In fact, playing name-the-influence is so easy as to become distracting during the album’s early moments. You have the dead-on Matthew Sweet power-pop of opener “Poisonberry Tide” followed by the Sabbath-mixed-with-Skynyrd stoner rock of “Dig on In” and the moody Stone Temple Pilots impression on “This Girl Has Grown.” Cheap Trick, Mountain, Elvis Costello – they’re all floating around in the DNA of these songs if you look for them. That said, Kahns’ pedal steel does end up pushing them in a slightly different direction, playing a key role on both “Cousin Todd” and “January” – the first of which sounds like Being There-era Wilco and the second which sounds like a lost Son Volt outtake from roughly the same era. But even here they sound like they’re doing their best approximation of alternative country rather than using it as another shade to color their core aesthetic.

That, in a nutshell, is the problem with Buffalo Killers. Everything they do, they do well – or about as well as it can be done in 2014. But they don’t really blend these forms together or stretch them in any imaginative ways, meaning that they don’t have a singularly identifiable sound as much as a catalog of references that they’ve mastered. That said, as by-the-numbers as many of the arrangements are, every one of them features an earworm hook and some combination of multipart harmonies, scorched earth guitar riffs, and powerhouse drumming. It’s a testament to their strengths as players that even though you’ll probably remember most of the contours of these songs with only a few listens you’ll still want to revisit them again. That sort of instant gratification might not challenge you much as a listener, but it makes for songs that would sound equally good coming from the stage of an outdoor summer festival as they would blasting out of the speakers of a Camaro. Song by song, there are no real missteps. But taken as a whole, this is an album that feels a bit directionless, with few obvious high or low points and no real thread that ties everything together.

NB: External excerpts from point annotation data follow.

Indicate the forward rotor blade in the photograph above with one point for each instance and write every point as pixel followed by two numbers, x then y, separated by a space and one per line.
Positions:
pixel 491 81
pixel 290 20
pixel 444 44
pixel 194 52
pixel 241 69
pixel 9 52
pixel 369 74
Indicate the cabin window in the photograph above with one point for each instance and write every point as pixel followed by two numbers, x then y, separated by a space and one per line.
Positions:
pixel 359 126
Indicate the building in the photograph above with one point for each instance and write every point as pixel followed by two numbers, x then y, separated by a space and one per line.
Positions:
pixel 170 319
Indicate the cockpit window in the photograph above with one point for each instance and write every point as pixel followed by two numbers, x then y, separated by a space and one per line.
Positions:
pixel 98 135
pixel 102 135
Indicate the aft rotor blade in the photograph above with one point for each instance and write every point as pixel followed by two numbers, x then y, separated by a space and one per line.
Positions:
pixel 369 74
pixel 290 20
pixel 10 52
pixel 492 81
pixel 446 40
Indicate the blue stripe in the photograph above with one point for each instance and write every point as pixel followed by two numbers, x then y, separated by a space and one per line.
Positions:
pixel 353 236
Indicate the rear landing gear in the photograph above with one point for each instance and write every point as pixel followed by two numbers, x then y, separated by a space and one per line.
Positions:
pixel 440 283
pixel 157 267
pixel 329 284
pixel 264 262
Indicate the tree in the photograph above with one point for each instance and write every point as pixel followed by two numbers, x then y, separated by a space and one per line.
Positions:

Of course, most of these criticisms could also apply to many – perhaps most – traditional American rock bands. But the difference between Buffalo Killers and bands like The Black Keys or My Morning Jacket is that Buffalo Killers don’t seem particularly interested in even attempting to reassemble these influences in a way that they could call their own. That alone isn’t enough cause to dismiss them, but it makes the standard by which they are measured far higher than it is for bands that take a few more creative risks. Five albums in, Buffalo Killers are dogged by the same question that has hung over them since their first release: what exactly defines this band?

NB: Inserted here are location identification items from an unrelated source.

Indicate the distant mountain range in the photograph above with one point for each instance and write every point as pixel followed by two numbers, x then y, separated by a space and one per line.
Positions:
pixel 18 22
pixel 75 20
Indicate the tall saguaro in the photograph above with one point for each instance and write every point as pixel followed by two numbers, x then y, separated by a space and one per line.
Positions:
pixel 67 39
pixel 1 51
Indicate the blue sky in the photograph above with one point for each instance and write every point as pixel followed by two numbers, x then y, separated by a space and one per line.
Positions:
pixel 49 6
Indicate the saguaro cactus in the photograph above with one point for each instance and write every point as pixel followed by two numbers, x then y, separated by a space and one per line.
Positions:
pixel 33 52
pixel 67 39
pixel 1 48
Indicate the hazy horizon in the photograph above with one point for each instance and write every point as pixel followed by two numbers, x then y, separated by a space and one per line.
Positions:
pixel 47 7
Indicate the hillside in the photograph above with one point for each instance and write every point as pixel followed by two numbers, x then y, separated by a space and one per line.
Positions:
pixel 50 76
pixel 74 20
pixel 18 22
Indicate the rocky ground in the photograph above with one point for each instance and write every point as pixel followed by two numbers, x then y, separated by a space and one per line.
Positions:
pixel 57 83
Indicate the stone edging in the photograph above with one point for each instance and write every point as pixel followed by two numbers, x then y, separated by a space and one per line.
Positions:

Ultimately, the greatest compliment you can pay these songs might also be the most damning. Every sound on Heavy Reverie is instantly familiar, like picking up the phone to hear the voice of an old friend on the other end. But just like some old friends only want to relive the past and tell the same stories over and over, Buffalo Killers aren’t offering you anything you haven’t heard countless times before. Whether or not you want to pick up the phone to have that conversation again will be determined by how much you value novelty.